For a minute or two they walked on in silence. Phil felt that it was now his turn to speak. "My dear," he began, "in the note I received from you this afternoon you tell me that you only love me the more after what I said to your father."
"I told you no more than the truth."
He lifted her hand and pressed it passionately to his lips.
"But there are your parents to think of," he went on. "It is your place, your duty to consider them first of all. It is too much to expect that they should welcome to their fireside, or be willing to allow their daughter to ally herself to, the son of a felon. They would deem both her and themselves disgraced by so doing." Here an involuntary sigh broke from him. "Listen, then, dearest. Let the cost to myself be what it may, I here and now cancel the promise you gave me three weeks ago on board ship. Take it back and try to forget that it ever had an existence. We did not know then all that we have learnt since. To you a far different fate is due than to wed the son of Philip Cordery the forger."

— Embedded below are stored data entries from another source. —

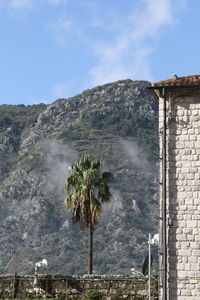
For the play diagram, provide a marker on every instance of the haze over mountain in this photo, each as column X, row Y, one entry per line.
column 116, row 123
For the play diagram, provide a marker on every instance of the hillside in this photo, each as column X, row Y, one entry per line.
column 116, row 123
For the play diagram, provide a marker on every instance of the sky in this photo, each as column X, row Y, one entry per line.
column 52, row 49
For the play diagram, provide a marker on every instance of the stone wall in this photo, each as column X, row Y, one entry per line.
column 183, row 192
column 74, row 287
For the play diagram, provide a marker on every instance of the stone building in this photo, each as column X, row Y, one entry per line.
column 179, row 129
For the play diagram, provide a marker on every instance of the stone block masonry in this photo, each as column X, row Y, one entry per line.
column 183, row 191
column 74, row 287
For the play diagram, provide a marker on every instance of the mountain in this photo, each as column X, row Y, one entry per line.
column 116, row 123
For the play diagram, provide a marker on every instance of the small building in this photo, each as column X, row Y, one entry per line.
column 179, row 131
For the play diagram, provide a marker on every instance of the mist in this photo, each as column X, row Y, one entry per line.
column 135, row 154
column 57, row 159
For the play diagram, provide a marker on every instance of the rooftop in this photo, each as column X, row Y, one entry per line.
column 179, row 81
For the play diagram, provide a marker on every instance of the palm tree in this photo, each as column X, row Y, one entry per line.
column 87, row 189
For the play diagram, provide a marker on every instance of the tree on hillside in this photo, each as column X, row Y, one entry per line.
column 87, row 188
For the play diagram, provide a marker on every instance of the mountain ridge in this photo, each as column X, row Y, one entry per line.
column 116, row 123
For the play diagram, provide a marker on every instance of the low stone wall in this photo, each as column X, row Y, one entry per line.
column 74, row 287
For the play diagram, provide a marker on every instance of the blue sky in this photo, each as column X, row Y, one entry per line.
column 54, row 49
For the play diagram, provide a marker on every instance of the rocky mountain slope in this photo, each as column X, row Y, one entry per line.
column 116, row 123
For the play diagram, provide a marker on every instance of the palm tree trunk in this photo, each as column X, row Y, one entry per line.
column 90, row 250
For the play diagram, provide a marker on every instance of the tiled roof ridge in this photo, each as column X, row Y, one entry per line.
column 184, row 80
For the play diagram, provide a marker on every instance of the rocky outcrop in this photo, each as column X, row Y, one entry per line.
column 116, row 123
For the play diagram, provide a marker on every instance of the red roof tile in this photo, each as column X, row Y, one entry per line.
column 186, row 80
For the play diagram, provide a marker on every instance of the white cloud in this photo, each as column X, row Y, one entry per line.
column 127, row 54
column 62, row 29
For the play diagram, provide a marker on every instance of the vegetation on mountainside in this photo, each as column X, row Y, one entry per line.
column 13, row 119
column 20, row 116
column 115, row 123
column 87, row 190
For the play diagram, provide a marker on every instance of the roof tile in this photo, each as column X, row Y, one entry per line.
column 186, row 80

Fanny laughed a little laugh that had in it more of tears than mirth. "You foolish, foolish Phil!" she exclaimed. "And is that the sort of young woman you take me for? What a low opinion you must have formed of me! How strangely you must have misread me! No, sir, you not only have my promise, but I have yours, and I mean to keep it fast--fast---fast! So 'no more of that, Hal, an' thou lovest me.' As for papa, I feel sure that in his heart he admires and likes you to-day far more than he ever did before. He will never as much as lift his little finger in opposition to our engagement. With mamma I admit that it is different. She is not without her opinions, and there is always that fetich of our noble relations to block the way. But this she knows from me and clearly understands, that neither on account of our relatives (who care nothing for us), nor for any other cause--certainly not by reason of anything you told papa--will I take back my plighted word. I am yours, and you are mine." Then, a moment later, she added: "Beyond my father and mother, there is no one else to consider, for that your and Mrs. Winslade's secret is safe in their keeping cannot for one moment be doubted. The world will never be any wiser than it is now."

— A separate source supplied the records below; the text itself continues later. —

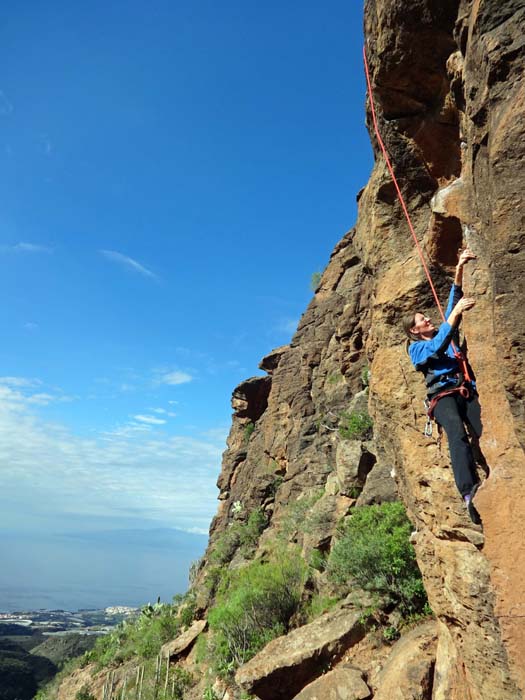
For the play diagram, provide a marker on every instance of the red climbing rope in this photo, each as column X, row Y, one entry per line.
column 458, row 354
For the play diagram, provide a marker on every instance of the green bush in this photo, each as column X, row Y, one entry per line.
column 355, row 426
column 375, row 552
column 317, row 560
column 254, row 605
column 143, row 637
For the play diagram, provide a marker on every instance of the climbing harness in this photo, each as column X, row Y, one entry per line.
column 457, row 352
column 463, row 390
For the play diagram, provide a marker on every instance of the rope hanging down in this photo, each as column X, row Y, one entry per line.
column 459, row 355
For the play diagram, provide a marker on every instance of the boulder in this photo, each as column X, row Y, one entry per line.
column 343, row 683
column 409, row 671
column 288, row 663
column 183, row 642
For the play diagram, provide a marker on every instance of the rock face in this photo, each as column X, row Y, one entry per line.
column 449, row 94
column 287, row 663
column 341, row 684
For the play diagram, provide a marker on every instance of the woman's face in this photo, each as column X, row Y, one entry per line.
column 422, row 325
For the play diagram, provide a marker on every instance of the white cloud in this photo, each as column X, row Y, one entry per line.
column 23, row 247
column 128, row 262
column 174, row 378
column 20, row 381
column 46, row 471
column 151, row 420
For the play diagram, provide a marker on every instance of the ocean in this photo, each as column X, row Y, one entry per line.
column 95, row 570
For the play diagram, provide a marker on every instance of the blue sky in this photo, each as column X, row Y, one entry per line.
column 172, row 173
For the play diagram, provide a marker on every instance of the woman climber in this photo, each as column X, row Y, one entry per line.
column 451, row 388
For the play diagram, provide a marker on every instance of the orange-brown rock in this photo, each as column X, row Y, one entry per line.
column 449, row 92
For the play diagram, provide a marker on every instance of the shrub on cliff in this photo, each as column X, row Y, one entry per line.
column 356, row 425
column 374, row 552
column 254, row 605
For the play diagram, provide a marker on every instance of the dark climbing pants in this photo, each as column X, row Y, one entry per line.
column 452, row 412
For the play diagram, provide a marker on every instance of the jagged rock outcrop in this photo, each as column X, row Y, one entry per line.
column 287, row 663
column 449, row 94
column 449, row 88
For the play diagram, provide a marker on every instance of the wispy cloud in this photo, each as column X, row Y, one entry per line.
column 174, row 378
column 133, row 471
column 128, row 262
column 23, row 247
column 151, row 420
column 19, row 382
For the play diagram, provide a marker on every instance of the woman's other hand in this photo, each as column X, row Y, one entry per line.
column 464, row 304
column 464, row 256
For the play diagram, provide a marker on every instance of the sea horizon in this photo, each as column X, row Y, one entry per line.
column 93, row 571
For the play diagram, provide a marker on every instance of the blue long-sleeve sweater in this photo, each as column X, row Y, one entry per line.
column 435, row 357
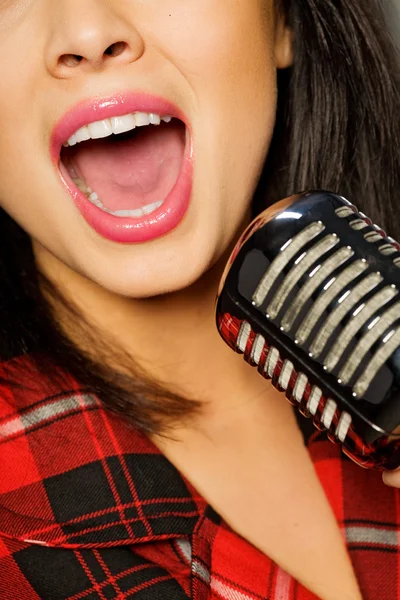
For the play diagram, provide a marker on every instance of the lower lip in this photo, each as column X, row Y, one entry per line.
column 131, row 230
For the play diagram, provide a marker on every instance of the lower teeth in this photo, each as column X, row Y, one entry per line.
column 94, row 199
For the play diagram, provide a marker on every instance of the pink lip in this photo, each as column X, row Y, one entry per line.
column 118, row 229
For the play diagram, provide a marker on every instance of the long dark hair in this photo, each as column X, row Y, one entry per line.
column 337, row 128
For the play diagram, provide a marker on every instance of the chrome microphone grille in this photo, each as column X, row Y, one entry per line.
column 311, row 298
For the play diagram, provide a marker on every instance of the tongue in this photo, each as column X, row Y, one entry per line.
column 129, row 172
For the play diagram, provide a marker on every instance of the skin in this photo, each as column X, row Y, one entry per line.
column 218, row 60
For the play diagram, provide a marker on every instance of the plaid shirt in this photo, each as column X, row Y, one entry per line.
column 91, row 510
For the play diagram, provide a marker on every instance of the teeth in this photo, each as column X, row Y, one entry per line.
column 115, row 125
column 154, row 119
column 138, row 212
column 82, row 134
column 142, row 119
column 72, row 140
column 100, row 129
column 123, row 124
column 94, row 199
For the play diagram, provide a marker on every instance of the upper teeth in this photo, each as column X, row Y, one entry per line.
column 115, row 125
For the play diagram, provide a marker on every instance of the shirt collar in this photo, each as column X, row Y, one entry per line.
column 76, row 475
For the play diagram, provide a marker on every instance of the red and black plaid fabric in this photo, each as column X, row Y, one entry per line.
column 90, row 510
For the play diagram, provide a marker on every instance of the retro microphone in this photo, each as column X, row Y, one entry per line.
column 311, row 297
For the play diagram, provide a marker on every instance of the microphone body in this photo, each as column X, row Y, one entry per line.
column 311, row 298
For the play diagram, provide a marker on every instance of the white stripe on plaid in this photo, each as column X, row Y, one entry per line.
column 45, row 413
column 185, row 548
column 372, row 535
column 282, row 587
column 228, row 593
column 201, row 571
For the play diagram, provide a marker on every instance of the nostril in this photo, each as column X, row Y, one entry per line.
column 70, row 60
column 116, row 49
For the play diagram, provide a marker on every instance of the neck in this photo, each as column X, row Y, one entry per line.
column 172, row 337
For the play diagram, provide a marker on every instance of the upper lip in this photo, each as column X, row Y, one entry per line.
column 98, row 109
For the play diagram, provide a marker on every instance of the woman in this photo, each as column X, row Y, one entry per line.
column 139, row 456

In the face of such a declaration of unwavering love, so unfalteringly given, so instinct with loyalty and determination, what could Philip, what could any lover, have done save that which he did? The place was solitary, not a creature was in sight; his arms encircled her, he drew her to him, and then his lips pressed hers in a lingering kiss which was repeated again and again. "O my love--my love!" he murmured. "I am not worthy, indeed I am not, of all that you are sacrificing for my sake."
With her head resting against his shoulder, she looked up into his face with a heavenly smile. "Where true love exists there can be no such thing as a sacrifice."